Renewable Energy in Canada Renewable energy currently amounts to around 18.9% of Canada’s energy supply and more than half of its electricity generation. Nonrenewable sources of energy like natural gas and petroleum make up a majority, at 35.7% and 38.7% respectively, but private and public organizations are working to shrink the disparity. Renewable energy in Canada primarily comes from hydropower plants the country has established on its vast system of rivers. Quebec generates the most renewable energy of any province — 40,000 MW on hydropower alone, according to the Government of Canada.

Now, the expanding renewable energy industry is poised to make energy more affordable, fight unemployment, and strengthen diplomatic relationships between Canada and other countries.

How Renewable Energy in Canada Can Make Energy More Affordable

Renewable energy is the cheapest form of energy available. It is cheaper to build infrastructure for and generate power than nonrenewable sources. This remains true even without the government-provided subsidies that companies which businesses in the nonrenewable energy industry typically receive.

In recent years, Canada has committed to subsidizing renewables after signing the Paris Agreement, which set a goal for countries around the world to eventually become carbon neutral.

Currently, energy in Canada is the most expensive in the provinces and territories that are the most impoverished. Nunavut has the second priciest electricity — costing $0,37.5 per kilowatt in 2021. No official reports on poverty exist for Nunavut, but the Canadian government concluded that the residents of Nunavut live in some of the poorest conditions and 37% of households there struggled with food insecurity.

Nunavut is largely made up of scattered, remote and scarcely populated communities. This combined with difficult geography makes it challenging to build centralized energy infrastructure. Thus, most people living in Nunavut rely on expensive diesel power generators and burning fuel oil to power and heat their homes.

Renewable energy has shown some promise in Nunavut. Hydropower provides a third of the energy available in the territory. On average, hydropower costs around $0.80 per kilowatt, which is nearly five times less expensive than the average energy bill.

Currently, most people in Nunavut are not able to take advantage of cheaper renewable options because there are no regional or territorial energy grids in the territory. Still, indigenous groups are fighting to bring renewable energy to their communities and make energy more affordable.

Recently, the Canadian government approved grants to provide $1.6 million to indigenous-led projects that will build solar panels, geothermal heating technology and energy storage infrastructures in remote Nunavut villages.

The Economic Advantages of Expanding Renewable Energy in Canada

The focus on renewable energy in Canada also opens new opportunities for Canadian businesses to grow and expand in international trade.

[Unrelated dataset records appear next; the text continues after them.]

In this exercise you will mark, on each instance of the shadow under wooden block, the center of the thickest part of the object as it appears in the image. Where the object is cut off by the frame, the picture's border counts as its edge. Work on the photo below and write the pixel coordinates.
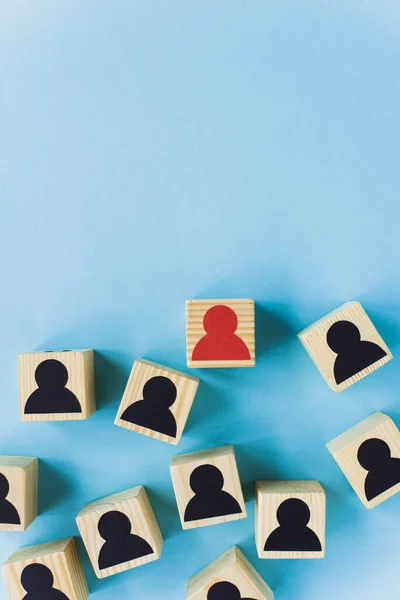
(230, 577)
(157, 401)
(207, 487)
(18, 492)
(369, 456)
(56, 386)
(345, 346)
(50, 570)
(120, 532)
(290, 519)
(220, 333)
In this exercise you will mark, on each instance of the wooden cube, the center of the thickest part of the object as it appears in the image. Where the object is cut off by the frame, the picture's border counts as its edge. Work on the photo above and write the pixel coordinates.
(345, 346)
(56, 386)
(18, 492)
(220, 333)
(290, 519)
(120, 532)
(157, 401)
(231, 576)
(207, 487)
(369, 456)
(50, 570)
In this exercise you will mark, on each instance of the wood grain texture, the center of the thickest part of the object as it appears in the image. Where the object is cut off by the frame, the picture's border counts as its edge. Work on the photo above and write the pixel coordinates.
(270, 495)
(232, 566)
(22, 475)
(80, 366)
(182, 467)
(313, 339)
(186, 386)
(60, 556)
(344, 450)
(134, 503)
(195, 311)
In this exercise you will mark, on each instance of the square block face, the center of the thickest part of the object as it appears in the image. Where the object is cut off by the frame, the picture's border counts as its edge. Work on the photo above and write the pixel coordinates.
(369, 456)
(220, 333)
(53, 567)
(120, 532)
(229, 576)
(56, 386)
(282, 504)
(345, 346)
(214, 471)
(157, 401)
(18, 491)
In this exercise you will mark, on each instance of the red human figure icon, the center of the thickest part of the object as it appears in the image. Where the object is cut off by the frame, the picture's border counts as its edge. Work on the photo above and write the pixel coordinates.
(220, 342)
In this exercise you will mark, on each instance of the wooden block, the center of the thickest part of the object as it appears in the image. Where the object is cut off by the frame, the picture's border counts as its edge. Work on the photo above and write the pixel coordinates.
(18, 492)
(290, 519)
(229, 577)
(207, 487)
(220, 333)
(50, 570)
(120, 532)
(56, 386)
(369, 456)
(157, 401)
(345, 346)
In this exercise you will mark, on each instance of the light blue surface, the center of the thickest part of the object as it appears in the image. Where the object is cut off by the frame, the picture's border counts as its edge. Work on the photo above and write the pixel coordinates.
(156, 151)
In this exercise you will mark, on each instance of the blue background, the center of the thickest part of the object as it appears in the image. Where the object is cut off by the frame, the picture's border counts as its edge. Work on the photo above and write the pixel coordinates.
(155, 151)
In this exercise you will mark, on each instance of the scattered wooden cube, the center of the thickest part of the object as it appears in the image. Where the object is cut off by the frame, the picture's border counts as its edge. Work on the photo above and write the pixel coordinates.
(369, 456)
(56, 386)
(120, 532)
(345, 346)
(50, 570)
(290, 519)
(229, 577)
(220, 333)
(207, 487)
(18, 492)
(157, 401)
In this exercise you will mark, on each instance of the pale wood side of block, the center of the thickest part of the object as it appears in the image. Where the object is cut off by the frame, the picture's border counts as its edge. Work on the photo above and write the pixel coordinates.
(313, 339)
(345, 447)
(186, 386)
(22, 475)
(182, 467)
(134, 503)
(60, 556)
(195, 311)
(270, 495)
(80, 366)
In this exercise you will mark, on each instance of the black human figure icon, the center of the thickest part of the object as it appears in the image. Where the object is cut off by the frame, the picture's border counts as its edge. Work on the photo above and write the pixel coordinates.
(224, 590)
(353, 354)
(8, 512)
(37, 580)
(159, 393)
(209, 500)
(52, 396)
(120, 544)
(293, 535)
(383, 471)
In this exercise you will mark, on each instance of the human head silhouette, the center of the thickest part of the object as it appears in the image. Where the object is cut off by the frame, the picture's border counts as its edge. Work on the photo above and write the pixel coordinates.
(114, 525)
(373, 453)
(37, 579)
(160, 390)
(293, 513)
(223, 590)
(51, 374)
(206, 479)
(220, 320)
(4, 486)
(342, 335)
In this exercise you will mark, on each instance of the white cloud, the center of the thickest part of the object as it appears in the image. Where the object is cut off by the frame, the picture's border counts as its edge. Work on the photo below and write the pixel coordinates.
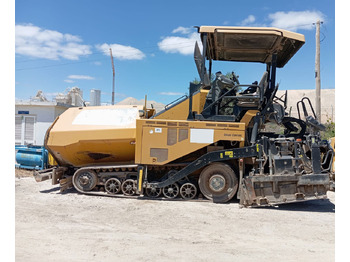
(81, 77)
(248, 21)
(48, 44)
(182, 45)
(171, 93)
(122, 52)
(296, 20)
(182, 30)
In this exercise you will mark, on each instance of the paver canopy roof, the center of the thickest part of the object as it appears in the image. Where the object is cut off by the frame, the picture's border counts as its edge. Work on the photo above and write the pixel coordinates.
(251, 44)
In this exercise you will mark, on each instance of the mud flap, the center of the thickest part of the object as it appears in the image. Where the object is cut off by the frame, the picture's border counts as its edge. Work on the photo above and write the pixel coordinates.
(247, 193)
(140, 179)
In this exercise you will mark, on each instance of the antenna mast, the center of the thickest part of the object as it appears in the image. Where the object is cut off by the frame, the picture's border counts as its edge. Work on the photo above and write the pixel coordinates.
(110, 50)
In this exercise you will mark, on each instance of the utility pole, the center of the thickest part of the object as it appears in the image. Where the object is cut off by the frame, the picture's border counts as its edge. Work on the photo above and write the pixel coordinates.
(317, 72)
(110, 51)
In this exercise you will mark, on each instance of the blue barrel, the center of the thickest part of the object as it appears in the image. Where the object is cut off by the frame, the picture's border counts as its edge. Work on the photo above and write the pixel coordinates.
(31, 157)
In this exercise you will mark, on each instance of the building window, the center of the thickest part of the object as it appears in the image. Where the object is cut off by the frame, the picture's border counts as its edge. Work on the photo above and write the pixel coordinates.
(24, 130)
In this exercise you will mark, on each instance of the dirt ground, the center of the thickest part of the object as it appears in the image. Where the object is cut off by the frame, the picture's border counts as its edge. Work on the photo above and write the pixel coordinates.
(54, 226)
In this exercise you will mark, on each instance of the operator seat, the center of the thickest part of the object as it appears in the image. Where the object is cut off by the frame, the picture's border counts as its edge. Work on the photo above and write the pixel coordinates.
(251, 96)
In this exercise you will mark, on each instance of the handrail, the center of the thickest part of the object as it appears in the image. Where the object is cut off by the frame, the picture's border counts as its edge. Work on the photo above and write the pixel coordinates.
(184, 97)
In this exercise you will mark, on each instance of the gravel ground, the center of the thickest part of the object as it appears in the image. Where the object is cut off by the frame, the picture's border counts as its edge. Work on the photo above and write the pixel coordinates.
(54, 226)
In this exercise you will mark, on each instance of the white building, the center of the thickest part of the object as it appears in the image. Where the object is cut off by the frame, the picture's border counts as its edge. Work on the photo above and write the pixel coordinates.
(33, 118)
(95, 97)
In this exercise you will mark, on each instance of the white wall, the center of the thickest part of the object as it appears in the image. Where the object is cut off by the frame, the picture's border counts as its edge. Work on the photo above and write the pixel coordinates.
(44, 117)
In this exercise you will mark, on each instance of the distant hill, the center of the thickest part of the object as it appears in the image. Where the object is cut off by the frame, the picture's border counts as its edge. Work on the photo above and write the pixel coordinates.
(133, 101)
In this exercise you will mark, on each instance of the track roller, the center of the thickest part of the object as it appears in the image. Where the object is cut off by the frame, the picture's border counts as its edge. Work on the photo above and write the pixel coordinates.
(188, 191)
(171, 191)
(153, 192)
(113, 186)
(129, 187)
(84, 180)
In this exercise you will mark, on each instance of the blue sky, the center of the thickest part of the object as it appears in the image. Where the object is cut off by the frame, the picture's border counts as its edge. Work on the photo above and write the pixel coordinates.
(61, 44)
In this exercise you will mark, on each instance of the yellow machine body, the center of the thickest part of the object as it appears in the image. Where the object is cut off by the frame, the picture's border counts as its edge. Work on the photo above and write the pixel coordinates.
(161, 142)
(94, 135)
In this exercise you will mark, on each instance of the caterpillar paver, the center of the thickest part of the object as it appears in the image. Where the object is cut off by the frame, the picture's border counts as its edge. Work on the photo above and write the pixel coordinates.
(209, 144)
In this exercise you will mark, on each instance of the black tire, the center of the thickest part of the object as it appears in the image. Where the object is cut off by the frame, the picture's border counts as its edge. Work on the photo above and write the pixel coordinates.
(84, 180)
(218, 182)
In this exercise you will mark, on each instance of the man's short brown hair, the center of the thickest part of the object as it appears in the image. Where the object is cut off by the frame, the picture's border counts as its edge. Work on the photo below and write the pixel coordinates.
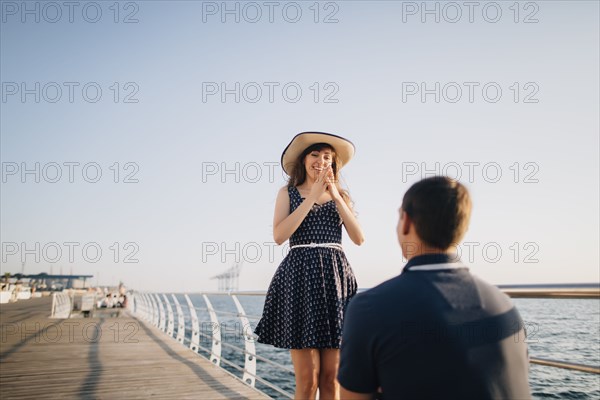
(440, 209)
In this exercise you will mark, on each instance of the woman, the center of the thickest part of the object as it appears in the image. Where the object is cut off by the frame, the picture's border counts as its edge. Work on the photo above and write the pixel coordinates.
(306, 299)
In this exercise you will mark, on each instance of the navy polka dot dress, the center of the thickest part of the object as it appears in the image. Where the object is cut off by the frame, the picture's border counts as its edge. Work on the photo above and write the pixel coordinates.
(312, 286)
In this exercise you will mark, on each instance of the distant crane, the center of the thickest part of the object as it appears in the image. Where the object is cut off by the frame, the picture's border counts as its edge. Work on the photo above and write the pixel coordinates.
(229, 280)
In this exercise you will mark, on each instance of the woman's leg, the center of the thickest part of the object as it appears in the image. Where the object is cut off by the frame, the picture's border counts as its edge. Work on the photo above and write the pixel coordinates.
(329, 388)
(306, 366)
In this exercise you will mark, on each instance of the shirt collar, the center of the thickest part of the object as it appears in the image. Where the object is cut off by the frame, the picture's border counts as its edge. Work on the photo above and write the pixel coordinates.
(434, 258)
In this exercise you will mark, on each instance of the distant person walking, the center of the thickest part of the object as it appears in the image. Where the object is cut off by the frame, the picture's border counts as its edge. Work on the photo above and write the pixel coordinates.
(310, 290)
(435, 331)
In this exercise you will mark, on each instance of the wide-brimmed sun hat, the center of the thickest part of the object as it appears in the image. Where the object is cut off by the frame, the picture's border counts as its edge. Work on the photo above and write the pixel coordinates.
(344, 149)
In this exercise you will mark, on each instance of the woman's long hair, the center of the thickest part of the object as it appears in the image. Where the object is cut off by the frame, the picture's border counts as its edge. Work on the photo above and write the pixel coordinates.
(298, 171)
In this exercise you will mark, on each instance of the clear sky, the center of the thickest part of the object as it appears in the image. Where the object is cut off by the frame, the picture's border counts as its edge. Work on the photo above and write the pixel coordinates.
(185, 111)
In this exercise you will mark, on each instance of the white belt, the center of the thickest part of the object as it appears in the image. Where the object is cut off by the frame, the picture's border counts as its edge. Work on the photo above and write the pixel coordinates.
(329, 245)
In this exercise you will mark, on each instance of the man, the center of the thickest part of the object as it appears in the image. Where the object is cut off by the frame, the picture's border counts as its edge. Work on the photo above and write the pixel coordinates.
(435, 331)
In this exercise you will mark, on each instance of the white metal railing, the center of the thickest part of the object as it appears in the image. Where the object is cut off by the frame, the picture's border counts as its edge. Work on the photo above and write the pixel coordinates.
(161, 310)
(61, 305)
(150, 307)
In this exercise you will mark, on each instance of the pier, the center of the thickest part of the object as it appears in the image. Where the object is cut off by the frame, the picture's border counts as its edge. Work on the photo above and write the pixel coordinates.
(107, 356)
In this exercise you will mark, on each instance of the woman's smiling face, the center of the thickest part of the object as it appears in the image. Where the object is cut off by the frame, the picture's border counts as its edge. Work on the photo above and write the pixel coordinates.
(317, 161)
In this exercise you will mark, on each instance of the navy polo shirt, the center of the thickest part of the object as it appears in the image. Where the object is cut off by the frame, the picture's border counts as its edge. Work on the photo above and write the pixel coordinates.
(434, 332)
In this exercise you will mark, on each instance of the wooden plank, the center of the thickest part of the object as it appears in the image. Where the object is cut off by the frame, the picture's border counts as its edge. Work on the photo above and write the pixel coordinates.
(103, 357)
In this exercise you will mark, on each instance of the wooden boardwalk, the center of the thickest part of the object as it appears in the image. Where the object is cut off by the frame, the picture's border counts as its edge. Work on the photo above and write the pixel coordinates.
(101, 358)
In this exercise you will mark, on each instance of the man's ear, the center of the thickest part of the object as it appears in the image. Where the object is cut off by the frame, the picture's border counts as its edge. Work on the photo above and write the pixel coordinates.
(406, 223)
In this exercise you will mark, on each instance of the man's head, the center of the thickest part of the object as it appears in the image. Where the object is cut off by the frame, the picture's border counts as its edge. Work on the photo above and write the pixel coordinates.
(434, 216)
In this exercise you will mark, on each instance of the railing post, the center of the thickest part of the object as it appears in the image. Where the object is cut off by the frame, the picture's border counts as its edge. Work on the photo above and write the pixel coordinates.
(215, 355)
(161, 312)
(250, 360)
(195, 339)
(154, 309)
(170, 323)
(180, 320)
(145, 307)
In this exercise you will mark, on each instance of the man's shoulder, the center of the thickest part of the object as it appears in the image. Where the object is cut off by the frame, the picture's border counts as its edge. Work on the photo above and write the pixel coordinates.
(393, 289)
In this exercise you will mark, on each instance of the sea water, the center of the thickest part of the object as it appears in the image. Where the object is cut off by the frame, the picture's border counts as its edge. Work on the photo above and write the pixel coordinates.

Due to historical success and $200 million from the government, businesses are constantly emerging in the Canadian renewable energy sector. One such company is the Ontario-based NRStor Inc., which builds energy storage devices for renewables. The company has most notably worked on the Oneida Energy Storage Project, alongside the Six Nations of the Grand River. The project could save Canadians $760 million and be the largest battery energy storage facility in Canada.

The Canadian government reports that Indigenous Canadians are more likely to live in poverty than other groups in the country. This project will create internship, training and employment opportunities for Canada’s indigenous community, according to Six Nations Future.

The exporting of renewable energy internationally is an important source of profit for many of these companies. In 2014, renewable energy companies made $13 billion. Currently, clean fuels like ethanol and biodiesel are the most profitable products. However, there is variety among the hundreds of companies within the Canadian renewable energy industry. As these businesses succeed, they create new jobs and those in poverty can find work.

The Political Advantages of Expanding Renewable Energy in Canada

The expanding renewable energy sector strengthens international relationships between Canada and other countries through the importing and exporting of resources and devices needed to build renewable energy plants.

Recently, the Canadian Government announced hopes to export hydrogen to Germany to help replace Russian oil considering tensions caused by the conflict in Ukraine. The government wants to decrease Russia’s influence on Western Europe and push the international community to further embrace renewables.

The U.S. sees Canada as a major export opportunity for its machining industry because renewable energy plants require many different pieces of machinery to work. Trade between the U.S. and Canada within the renewable energy sector has already led to a memorandum of understanding that removed tariffs on solar technology, establishing the groundwork for future trade deals and partnerships.

Ultimately, renewable energy in Canada could be a key component in the country’s fight against poverty going forward, providing a new avenue for safety, opportunity and security to the country’s most vulnerable citizens.